The Unfairness Doctrine—not to be confused with the Federal Communications Commission long-defunct Fairness Doctrine—holds that the FTC can seek to stop anti-competitive practices that aren’t explicitly prohibited by antitrust laws; violations of antitrust law in spirit.
It was first recognized in 1972, when the Supreme Court found that the commission, “like a court of equity [bankruptcy court], considers public values beyond simply those enshrined in the letter or encompassed in the spirit of the antitrust laws.”

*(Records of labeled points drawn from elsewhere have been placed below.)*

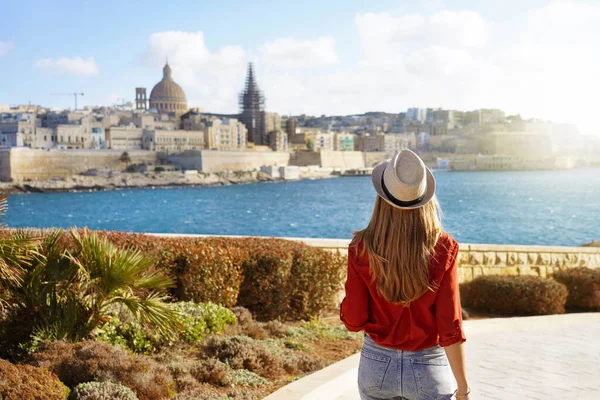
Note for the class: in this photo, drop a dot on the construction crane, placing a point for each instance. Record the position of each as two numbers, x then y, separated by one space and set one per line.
70 94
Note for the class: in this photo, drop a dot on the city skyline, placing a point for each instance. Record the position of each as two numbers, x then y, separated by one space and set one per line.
333 60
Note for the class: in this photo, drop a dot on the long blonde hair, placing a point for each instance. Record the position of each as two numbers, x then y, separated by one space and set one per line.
400 243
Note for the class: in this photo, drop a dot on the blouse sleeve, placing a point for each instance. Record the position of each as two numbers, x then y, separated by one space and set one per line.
448 312
354 310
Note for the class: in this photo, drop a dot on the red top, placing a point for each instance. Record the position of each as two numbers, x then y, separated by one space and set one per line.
434 318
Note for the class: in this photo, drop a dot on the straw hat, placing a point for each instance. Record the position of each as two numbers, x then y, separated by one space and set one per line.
404 181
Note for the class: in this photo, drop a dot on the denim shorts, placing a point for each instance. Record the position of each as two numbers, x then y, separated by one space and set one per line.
385 373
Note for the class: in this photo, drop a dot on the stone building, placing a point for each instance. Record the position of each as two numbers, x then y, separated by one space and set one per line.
278 140
225 134
343 142
174 141
127 137
168 97
272 122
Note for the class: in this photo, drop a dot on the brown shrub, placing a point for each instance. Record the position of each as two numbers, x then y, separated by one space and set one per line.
285 279
76 363
302 363
247 325
514 295
207 270
18 382
210 371
584 287
241 352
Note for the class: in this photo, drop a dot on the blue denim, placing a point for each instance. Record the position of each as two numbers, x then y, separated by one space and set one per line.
385 373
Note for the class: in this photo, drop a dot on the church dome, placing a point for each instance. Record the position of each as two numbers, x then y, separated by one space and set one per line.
168 96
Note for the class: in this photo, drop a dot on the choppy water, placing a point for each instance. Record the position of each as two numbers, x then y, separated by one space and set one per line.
542 207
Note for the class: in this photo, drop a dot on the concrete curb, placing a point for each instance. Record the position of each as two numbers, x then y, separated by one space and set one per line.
335 381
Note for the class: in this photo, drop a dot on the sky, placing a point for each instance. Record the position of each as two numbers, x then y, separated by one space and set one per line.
537 58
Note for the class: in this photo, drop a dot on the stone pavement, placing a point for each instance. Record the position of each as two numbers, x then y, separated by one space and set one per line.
549 357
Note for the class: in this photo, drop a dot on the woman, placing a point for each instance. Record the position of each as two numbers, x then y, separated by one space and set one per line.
402 291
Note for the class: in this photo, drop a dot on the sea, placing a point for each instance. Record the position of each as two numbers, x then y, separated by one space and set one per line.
503 207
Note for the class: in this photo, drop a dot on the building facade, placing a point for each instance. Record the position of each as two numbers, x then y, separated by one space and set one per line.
225 134
343 142
127 137
172 141
278 140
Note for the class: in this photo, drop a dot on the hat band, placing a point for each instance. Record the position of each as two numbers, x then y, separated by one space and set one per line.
401 203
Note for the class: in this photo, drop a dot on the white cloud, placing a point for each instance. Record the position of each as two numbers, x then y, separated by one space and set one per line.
211 80
294 53
74 65
6 47
542 63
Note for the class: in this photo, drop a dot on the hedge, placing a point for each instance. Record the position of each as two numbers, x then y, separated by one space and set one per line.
514 295
273 278
584 287
18 382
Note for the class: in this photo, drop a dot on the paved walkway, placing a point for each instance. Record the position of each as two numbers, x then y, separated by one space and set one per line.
551 357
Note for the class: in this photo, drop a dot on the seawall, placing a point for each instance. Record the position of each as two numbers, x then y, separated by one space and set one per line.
492 259
221 161
18 164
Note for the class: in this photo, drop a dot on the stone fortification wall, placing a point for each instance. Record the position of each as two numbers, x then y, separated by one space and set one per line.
490 259
220 161
342 159
329 159
35 164
305 158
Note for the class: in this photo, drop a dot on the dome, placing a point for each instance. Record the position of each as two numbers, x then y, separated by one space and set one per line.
167 95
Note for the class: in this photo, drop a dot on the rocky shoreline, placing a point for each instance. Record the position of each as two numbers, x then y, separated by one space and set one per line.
145 180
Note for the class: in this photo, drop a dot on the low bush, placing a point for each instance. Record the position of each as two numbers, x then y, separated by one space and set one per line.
315 330
289 280
18 382
195 321
242 377
514 295
584 287
210 371
88 361
269 358
102 391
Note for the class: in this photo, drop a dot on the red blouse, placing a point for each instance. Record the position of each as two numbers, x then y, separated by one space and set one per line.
434 318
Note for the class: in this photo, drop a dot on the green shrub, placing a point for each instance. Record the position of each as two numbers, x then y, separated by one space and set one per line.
315 330
242 377
73 281
584 287
19 382
267 358
88 361
199 320
514 295
102 391
195 321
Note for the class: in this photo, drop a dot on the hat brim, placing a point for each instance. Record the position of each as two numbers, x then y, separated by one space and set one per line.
376 179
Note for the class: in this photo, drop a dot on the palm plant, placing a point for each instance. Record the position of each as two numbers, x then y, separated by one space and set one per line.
67 294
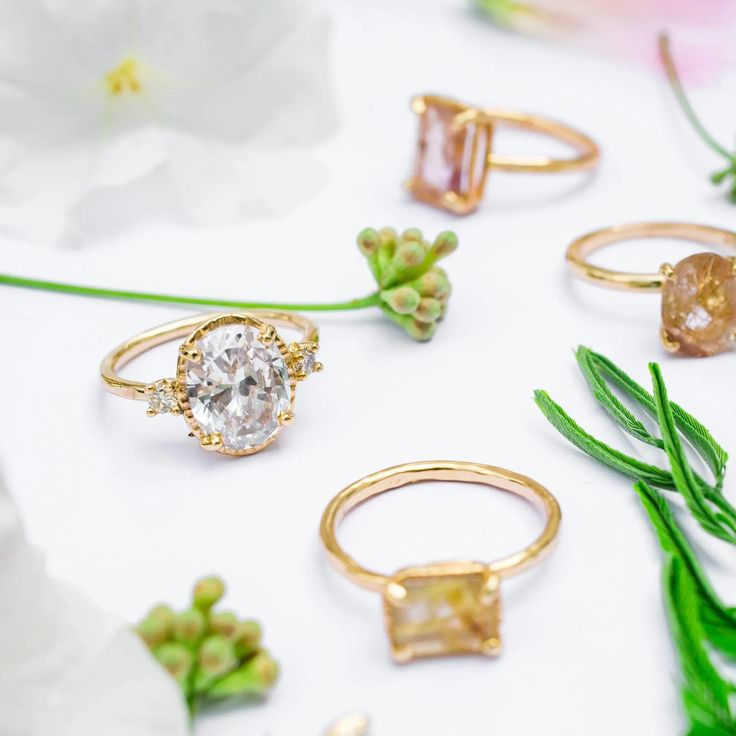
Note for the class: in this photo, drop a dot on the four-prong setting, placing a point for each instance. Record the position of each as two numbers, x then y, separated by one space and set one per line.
699 305
443 609
236 382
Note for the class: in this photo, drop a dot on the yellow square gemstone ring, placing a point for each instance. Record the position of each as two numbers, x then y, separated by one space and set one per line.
449 607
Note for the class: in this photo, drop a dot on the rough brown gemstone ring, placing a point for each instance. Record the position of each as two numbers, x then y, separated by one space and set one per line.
448 607
455 154
698 294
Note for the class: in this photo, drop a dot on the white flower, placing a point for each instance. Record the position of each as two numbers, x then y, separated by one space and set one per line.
211 100
68 669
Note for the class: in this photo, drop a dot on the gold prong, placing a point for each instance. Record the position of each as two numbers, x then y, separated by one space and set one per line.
356 724
396 593
453 203
268 334
671 346
491 647
285 418
401 655
460 120
418 105
190 352
211 442
489 593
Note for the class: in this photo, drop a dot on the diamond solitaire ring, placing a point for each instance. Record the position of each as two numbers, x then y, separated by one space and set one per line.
235 377
455 151
698 293
448 607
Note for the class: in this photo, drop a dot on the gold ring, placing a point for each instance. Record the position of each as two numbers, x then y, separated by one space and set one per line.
454 151
235 378
450 607
698 294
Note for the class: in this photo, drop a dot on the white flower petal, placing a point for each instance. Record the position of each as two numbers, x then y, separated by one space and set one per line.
230 80
130 156
70 669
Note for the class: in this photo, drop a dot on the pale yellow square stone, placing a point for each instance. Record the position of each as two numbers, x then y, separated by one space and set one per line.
453 608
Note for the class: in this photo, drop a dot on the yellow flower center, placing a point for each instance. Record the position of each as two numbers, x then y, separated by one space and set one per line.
124 78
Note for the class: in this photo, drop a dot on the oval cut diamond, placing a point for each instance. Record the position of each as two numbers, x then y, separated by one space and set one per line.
239 386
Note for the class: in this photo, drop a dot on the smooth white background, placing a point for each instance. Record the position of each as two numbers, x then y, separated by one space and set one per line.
130 510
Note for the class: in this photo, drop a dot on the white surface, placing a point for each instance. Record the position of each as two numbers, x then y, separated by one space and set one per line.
130 510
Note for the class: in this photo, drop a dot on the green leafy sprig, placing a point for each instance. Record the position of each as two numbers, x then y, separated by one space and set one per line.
212 655
413 291
703 626
725 173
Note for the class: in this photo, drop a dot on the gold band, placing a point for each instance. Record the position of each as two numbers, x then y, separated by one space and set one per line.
464 472
587 158
580 249
135 346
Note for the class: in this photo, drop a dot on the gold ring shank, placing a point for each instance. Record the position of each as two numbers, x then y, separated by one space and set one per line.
135 346
465 472
579 250
587 159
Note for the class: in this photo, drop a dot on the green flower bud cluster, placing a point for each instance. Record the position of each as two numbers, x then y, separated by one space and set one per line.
211 654
413 289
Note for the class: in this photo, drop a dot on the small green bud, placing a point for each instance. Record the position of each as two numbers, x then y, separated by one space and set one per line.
388 237
409 254
368 241
421 331
176 659
255 677
402 299
189 626
413 233
163 613
216 656
207 592
433 284
224 623
444 244
248 638
153 631
429 310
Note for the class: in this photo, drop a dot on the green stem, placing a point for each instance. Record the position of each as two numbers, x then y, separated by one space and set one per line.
674 79
371 300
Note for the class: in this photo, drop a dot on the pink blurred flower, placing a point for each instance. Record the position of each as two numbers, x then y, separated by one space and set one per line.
628 29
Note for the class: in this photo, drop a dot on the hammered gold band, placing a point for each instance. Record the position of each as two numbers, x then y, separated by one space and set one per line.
588 148
579 250
144 341
464 472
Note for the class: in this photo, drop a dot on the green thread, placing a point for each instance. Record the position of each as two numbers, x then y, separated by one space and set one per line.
701 623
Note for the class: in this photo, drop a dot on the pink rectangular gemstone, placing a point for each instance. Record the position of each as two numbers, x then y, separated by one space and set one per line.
450 160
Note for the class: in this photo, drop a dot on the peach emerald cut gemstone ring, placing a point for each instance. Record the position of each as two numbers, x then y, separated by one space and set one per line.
455 151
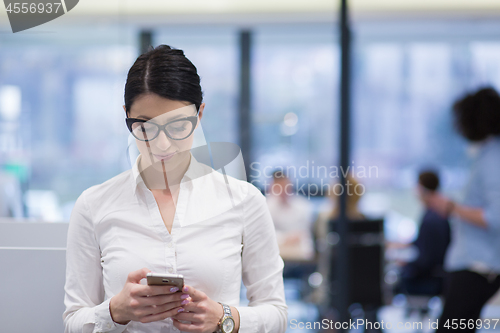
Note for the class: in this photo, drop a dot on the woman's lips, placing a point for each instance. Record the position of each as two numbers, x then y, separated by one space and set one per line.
164 157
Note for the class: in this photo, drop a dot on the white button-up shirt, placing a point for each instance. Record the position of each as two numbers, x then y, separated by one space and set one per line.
222 233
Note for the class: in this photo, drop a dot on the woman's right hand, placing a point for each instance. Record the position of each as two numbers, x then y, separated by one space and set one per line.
145 303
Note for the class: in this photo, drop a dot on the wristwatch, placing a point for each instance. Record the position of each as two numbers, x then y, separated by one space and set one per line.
226 323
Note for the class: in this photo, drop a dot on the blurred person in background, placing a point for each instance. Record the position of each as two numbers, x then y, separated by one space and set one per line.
473 258
424 275
292 215
321 230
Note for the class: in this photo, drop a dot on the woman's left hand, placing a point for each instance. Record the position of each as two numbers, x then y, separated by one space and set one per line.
441 204
202 313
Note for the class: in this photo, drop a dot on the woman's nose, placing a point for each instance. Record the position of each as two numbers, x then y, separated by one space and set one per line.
162 142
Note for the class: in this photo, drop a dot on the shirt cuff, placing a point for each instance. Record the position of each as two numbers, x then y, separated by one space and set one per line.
248 320
104 322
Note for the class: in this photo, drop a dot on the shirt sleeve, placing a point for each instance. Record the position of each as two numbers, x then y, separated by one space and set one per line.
262 270
86 310
490 179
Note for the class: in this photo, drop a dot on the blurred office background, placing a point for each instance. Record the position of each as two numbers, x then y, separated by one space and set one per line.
61 92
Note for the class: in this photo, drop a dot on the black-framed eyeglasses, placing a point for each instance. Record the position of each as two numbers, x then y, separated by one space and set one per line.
146 130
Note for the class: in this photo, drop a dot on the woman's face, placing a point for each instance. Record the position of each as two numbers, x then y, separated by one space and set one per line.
162 152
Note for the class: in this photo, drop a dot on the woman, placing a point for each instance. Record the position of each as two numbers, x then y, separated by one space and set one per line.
171 214
473 257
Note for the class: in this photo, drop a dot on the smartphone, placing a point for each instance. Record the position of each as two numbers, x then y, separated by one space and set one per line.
158 279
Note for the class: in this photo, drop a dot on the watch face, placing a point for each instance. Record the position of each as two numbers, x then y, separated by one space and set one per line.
228 325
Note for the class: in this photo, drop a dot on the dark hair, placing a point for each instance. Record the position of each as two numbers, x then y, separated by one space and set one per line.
477 115
429 180
164 71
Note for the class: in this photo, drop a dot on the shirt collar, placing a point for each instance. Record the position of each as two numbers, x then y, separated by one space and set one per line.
194 170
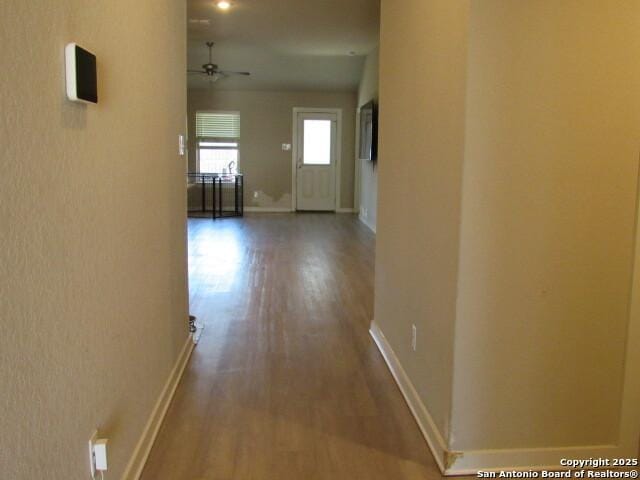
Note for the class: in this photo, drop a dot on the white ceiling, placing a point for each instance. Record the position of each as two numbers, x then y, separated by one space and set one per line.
285 44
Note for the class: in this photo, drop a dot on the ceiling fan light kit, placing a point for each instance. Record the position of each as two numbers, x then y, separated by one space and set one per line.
212 71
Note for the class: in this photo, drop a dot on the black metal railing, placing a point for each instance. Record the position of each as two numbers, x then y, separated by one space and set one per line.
215 194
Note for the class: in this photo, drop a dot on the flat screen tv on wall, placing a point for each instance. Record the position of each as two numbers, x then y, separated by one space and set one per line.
369 131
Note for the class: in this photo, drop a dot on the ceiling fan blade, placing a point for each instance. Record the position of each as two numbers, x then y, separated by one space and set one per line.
228 72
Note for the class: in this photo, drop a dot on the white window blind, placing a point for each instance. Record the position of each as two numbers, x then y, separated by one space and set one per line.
218 125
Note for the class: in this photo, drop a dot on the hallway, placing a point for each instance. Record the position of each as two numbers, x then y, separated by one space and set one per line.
286 382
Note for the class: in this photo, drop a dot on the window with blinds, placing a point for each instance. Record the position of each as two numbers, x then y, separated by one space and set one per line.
218 125
218 136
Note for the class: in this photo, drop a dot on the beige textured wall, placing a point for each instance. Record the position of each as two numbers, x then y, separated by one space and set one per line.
93 297
266 123
550 185
368 171
423 52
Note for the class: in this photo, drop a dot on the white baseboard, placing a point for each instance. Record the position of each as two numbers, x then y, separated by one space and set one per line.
371 226
472 461
426 424
151 429
267 210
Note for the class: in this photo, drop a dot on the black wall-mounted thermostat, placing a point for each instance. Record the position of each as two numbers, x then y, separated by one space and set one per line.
82 76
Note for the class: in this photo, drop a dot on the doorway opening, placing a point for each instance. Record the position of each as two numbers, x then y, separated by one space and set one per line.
316 160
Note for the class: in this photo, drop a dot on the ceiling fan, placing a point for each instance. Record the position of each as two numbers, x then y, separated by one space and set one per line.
211 70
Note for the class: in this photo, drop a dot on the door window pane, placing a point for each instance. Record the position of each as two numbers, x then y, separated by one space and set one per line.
317 142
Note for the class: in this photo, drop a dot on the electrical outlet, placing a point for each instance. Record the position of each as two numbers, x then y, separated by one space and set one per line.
414 337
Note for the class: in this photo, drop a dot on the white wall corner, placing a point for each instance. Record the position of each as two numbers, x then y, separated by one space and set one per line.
138 459
366 221
423 418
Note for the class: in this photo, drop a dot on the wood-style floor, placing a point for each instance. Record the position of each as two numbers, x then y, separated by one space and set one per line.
286 382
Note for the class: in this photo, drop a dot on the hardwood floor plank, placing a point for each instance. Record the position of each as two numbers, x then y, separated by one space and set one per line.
286 382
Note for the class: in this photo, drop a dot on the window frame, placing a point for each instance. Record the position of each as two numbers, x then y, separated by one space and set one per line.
217 140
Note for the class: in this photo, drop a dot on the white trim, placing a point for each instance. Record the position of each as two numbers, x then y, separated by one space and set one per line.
422 416
358 167
470 462
143 448
294 152
266 210
370 225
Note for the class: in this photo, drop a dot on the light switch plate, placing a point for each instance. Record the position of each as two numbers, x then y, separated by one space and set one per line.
92 459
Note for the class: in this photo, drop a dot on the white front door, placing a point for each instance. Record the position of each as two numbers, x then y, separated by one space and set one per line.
316 162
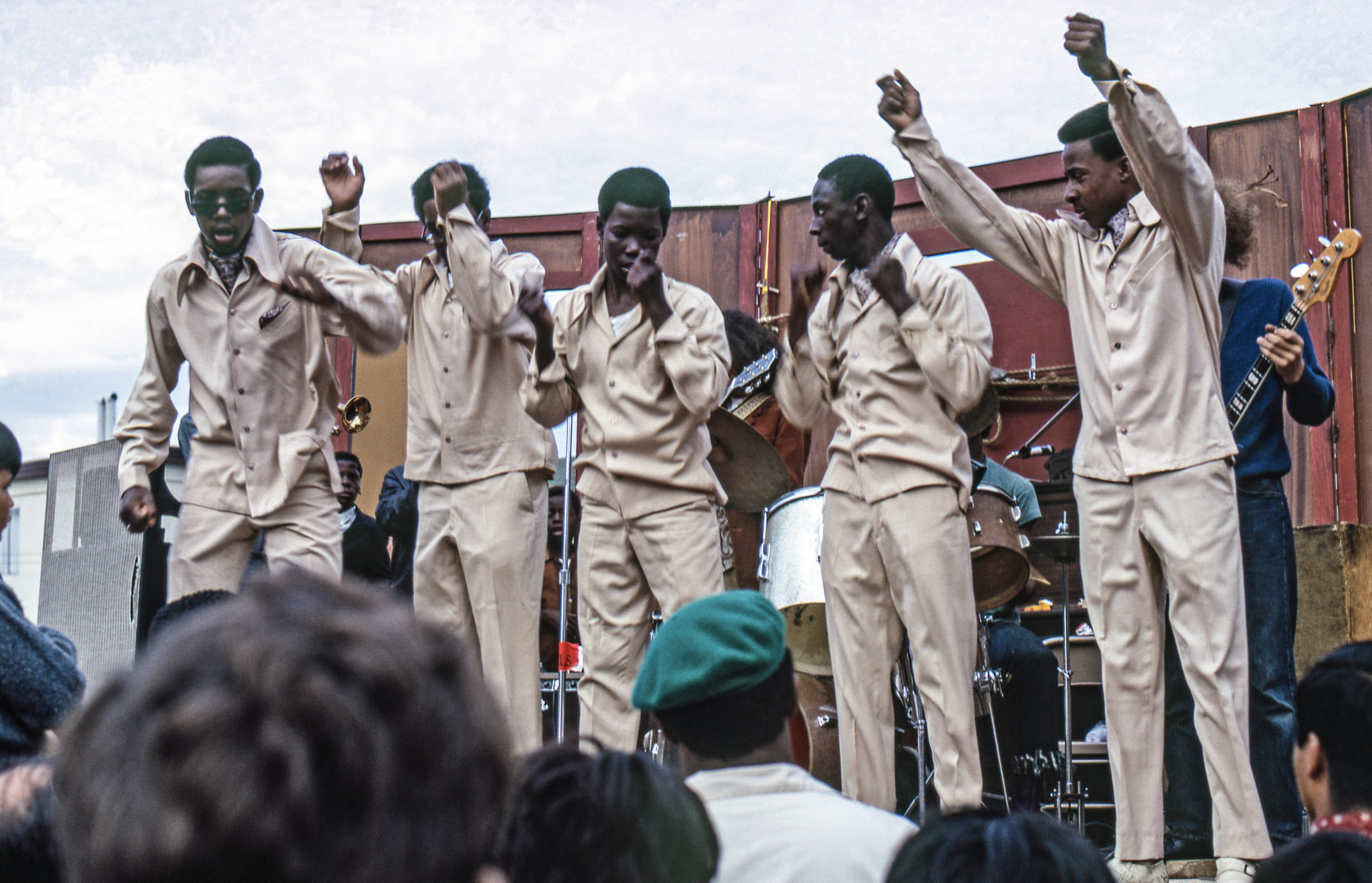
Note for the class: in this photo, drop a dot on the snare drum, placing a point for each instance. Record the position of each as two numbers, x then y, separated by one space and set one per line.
788 574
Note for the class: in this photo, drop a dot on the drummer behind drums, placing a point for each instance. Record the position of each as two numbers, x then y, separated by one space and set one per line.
896 346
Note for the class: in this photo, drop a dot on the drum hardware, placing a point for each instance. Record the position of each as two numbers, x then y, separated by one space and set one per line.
1064 547
356 415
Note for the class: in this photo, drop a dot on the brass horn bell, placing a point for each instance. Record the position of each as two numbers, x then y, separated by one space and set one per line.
357 413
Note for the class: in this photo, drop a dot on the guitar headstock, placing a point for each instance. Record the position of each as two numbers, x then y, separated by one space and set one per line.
1315 281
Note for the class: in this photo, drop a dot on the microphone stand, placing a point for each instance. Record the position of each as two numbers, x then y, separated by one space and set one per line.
1024 449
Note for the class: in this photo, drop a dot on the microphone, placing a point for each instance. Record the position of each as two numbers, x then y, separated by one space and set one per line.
1037 450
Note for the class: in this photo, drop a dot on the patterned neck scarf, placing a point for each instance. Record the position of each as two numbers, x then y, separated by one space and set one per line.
1117 225
1350 823
859 277
228 267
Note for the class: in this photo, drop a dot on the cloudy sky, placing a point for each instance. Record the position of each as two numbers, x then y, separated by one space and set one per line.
101 102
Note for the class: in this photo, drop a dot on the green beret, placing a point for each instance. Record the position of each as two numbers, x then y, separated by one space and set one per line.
710 648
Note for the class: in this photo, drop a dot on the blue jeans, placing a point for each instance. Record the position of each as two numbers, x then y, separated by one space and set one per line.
1271 601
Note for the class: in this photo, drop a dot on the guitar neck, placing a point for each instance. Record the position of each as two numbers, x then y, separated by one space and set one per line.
1259 374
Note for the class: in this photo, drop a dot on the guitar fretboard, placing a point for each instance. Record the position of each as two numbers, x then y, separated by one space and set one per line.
1260 370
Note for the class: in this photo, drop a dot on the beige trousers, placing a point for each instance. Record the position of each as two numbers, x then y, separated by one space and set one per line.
479 571
902 564
622 564
212 547
1176 530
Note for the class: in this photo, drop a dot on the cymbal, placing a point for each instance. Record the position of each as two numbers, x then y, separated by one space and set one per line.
1060 546
747 465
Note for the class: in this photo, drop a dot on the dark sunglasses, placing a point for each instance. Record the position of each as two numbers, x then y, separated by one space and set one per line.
209 206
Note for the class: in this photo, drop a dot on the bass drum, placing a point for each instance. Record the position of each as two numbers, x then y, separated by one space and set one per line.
788 575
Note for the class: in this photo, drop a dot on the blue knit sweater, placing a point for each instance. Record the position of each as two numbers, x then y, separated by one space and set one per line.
1262 452
38 681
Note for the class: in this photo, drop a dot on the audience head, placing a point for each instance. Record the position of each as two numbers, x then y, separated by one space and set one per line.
183 609
350 476
748 340
1337 857
1100 177
28 849
10 463
978 846
221 191
304 732
718 676
604 818
1334 718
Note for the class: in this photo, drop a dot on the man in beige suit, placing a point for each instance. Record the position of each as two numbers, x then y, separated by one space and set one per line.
1138 265
249 310
644 359
481 461
896 346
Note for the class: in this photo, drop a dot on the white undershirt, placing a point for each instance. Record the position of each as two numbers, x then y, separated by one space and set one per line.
623 320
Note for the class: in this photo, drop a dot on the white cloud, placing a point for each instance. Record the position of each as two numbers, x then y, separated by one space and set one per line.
102 103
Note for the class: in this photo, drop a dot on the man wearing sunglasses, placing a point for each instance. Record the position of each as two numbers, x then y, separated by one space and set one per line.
249 310
481 461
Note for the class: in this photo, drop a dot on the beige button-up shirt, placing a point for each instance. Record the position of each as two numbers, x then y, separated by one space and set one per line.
467 350
780 825
1146 316
262 388
644 397
898 383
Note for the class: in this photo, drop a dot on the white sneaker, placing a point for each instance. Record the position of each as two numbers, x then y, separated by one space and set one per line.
1234 870
1139 871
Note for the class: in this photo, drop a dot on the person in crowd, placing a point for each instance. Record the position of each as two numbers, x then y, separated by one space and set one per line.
1335 857
481 461
718 678
304 732
1138 265
173 615
604 818
896 347
748 342
548 624
40 681
980 846
28 846
644 359
398 515
1250 311
365 554
247 308
1331 759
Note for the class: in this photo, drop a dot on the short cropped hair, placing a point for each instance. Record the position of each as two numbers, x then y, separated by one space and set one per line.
1334 701
748 339
308 731
1241 221
604 818
862 174
733 724
980 846
637 187
222 151
10 456
478 192
1094 125
1334 857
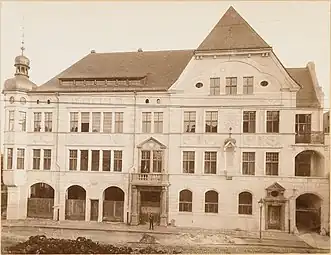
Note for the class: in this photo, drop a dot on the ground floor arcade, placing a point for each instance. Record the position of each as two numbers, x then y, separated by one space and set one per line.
303 211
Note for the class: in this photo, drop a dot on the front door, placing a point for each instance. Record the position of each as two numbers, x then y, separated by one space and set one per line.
274 216
94 209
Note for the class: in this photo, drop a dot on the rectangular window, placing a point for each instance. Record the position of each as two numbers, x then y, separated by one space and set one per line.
215 84
22 121
20 158
117 161
106 160
48 121
146 122
157 161
74 122
158 122
189 122
95 160
73 160
188 161
272 163
96 119
84 160
210 162
118 122
211 122
36 159
37 121
47 159
11 120
248 163
231 85
248 85
145 163
10 158
249 120
272 121
85 122
107 122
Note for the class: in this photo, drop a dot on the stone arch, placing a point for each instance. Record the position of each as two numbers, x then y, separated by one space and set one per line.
113 204
185 200
211 201
308 212
41 201
75 207
309 163
245 203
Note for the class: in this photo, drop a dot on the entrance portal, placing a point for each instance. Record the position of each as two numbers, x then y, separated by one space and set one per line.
41 201
150 202
308 213
75 203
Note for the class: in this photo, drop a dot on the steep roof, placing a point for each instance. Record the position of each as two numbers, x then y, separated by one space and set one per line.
306 96
232 32
161 69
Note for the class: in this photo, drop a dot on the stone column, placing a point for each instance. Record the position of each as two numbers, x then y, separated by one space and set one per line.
164 214
134 215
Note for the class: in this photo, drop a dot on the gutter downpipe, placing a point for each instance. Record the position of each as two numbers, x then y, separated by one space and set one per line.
58 179
133 157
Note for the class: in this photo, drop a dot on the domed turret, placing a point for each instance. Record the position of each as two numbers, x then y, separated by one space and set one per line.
21 80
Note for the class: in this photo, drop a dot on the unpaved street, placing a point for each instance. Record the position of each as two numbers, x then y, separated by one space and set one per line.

Unfairness has recently been invoked by the FTC, controversially, in cases involving computer data breaches. Wyndham Hotels & Resorts, a global hospitality company, was sued by the commission under the Unfairness Doctrine, after it was hacked, for failing to safeguard its customers data. The company, in turn, challenged the commission’s authority in court. In August, a federal Appeals Court upheld a lower court’s decision and found that the commission has a mandate to litigate based on cyber security concerns.
The FTC was established in 1914 after the legislation it was named after was passed to combat “unfair methods of competition…and unfair or deceptive acts or practices in or affecting commerce.”